Que ce Dieu passionné et passionnant nous soit une lumière sur notre chemin. Que ses paroles vivifiantes nous rendent vivants et créatifs. Que son Esprit nous habitent et nous guide. Amen

Frank MASSLER

Prédication 18/10/ 2025

Textes bibliques

Amos 5 : 1.Gens d’Israël, écoutez ce que j’ai à dire : c’est un chant de deuil, que j’entonne à votre sujet. 2.Comme une jeune fille morte, Israël est à terre, elle ne se relèvera plus. La voilà abandonnée sur son propre sol : personne pour la relever ! 10.Au tribunal on est plein de haine pour celui qui rappelle le droit, et on a en horreur le témoin qui dit la vérité.11.« Vous exploitez le faible, vous prélevez du blé sur sa récolte. (…) 21.« Je déteste vos fêtes, je ne veux plus les voir, dit le Seigneur. Je ne peux plus sentir vos assemblées solennelles, 22.ni les sacrifices que vous venez me présenter. Je n’éprouve aucun plaisir à vos offrandes. Je ne regarde même pas les veaux gras que vous m’offrez en sacrifice de paix. 23.Éloignez de moi le vacarme de vos cantiques ; je ne veux plus entendre le son de vos harpes. 24.Que le droit jaillisse comme une source ! Que la justice coule comme un torrent intarissable !

Matthieu  23

13. Quel malheur pour vous, scribes et pharisiens, hypocrites ! Vous fermez aux gens le royaume des cieux ; vous n’y entrez pas vous-mêmes, et vous n’y laissez pas entrer ceux qui le voudraient. (…) 23 Quel malheur pour vous, scribes et pharisiens, hypocrites ! Vous payez la dîme de la menthe, de l’aneth et du cumin, et vous laissez de côté ce qui est le plus important dans la loi : la justice, la compassion et la foi ; c’est cela qu’il fallait pratiquer, sans laisser de côté le reste. 24Guides aveugles, qui retenez au filtre le moucheron et qui avalez le chameau !
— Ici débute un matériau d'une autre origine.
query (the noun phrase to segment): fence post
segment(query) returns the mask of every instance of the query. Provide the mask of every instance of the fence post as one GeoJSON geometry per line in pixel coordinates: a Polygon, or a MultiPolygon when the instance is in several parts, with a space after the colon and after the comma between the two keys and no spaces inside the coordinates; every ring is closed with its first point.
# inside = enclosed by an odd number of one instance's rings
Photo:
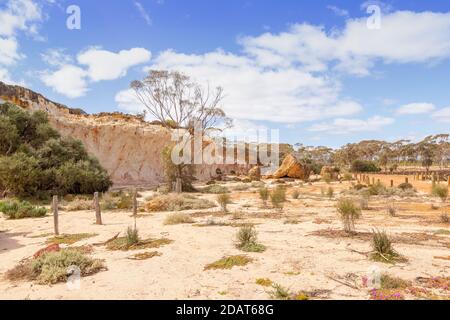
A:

25. Quel malheur pour vous, scribes et pharisiens, hypocrites ! Vous purifiez le dehors de la coupe et du plat, alors qu’au dedans ils sont pleins de rapacité et d’excès. 26.Pharisien aveugle ! Purifie d’abord l’intérieur de la coupe, afin que l’extérieur aussi devienne pur. 27.Quel malheur pour vous, scribes et pharisiens, hypocrites ! Vous ressemblez à des sépulcres blanchis qui paraissent beaux au dehors, et qui au dedans sont pleins d’ossements de morts et de toute espèce d’impureté. 28.Vous de même, au dehors, vous paraissez justes aux gens, mais au dedans vous êtes remplis d’hypocrisie et de mal. 33.Serpents, vipères ! Comment pourrez-vous fuir le jugement de la géhenne ?

Esaïe 1 : 11.Qu’ai-je à faire de la multitude de vos sacrifices ? dit le Seigneur. Je suis rassasié des holocaustes de béliers et de la graisse des bêtes grasses ; je ne prends pas plaisir au sang des taureaux, des agneaux et des boucs.12. Quand vous venez pour paraître en ma présence, qui vous demande de fouler les cours de mon temple ? 13. Cessez d’apporter des offrandes inutiles : l’encens est pour moi une abomination ; quant aux nouvelles lunes, aux sabbats et aux convocations, je ne supporte pas le mal avec les assemblées solennelles.14. Je déteste vos nouvelles lunes et vos rencontres festives, elles me pèsent ; je suis las de les supporter.15.Quand vous tendez les mains, je ferme les yeux pour ne pas vous voir ; quand bien même vous multipliez les prières,je n’entends pas : vos mains sont pleines de sang.16. Lavez-vous, purifiez-vous, ôtez de ma vue vos agissements mauvais, cessez de faire du mal. 17.Apprenez à faire du bien, cherchez l’équité, redressez l’oppresseur,rendez justice à l’orphelin, défendez la veuve.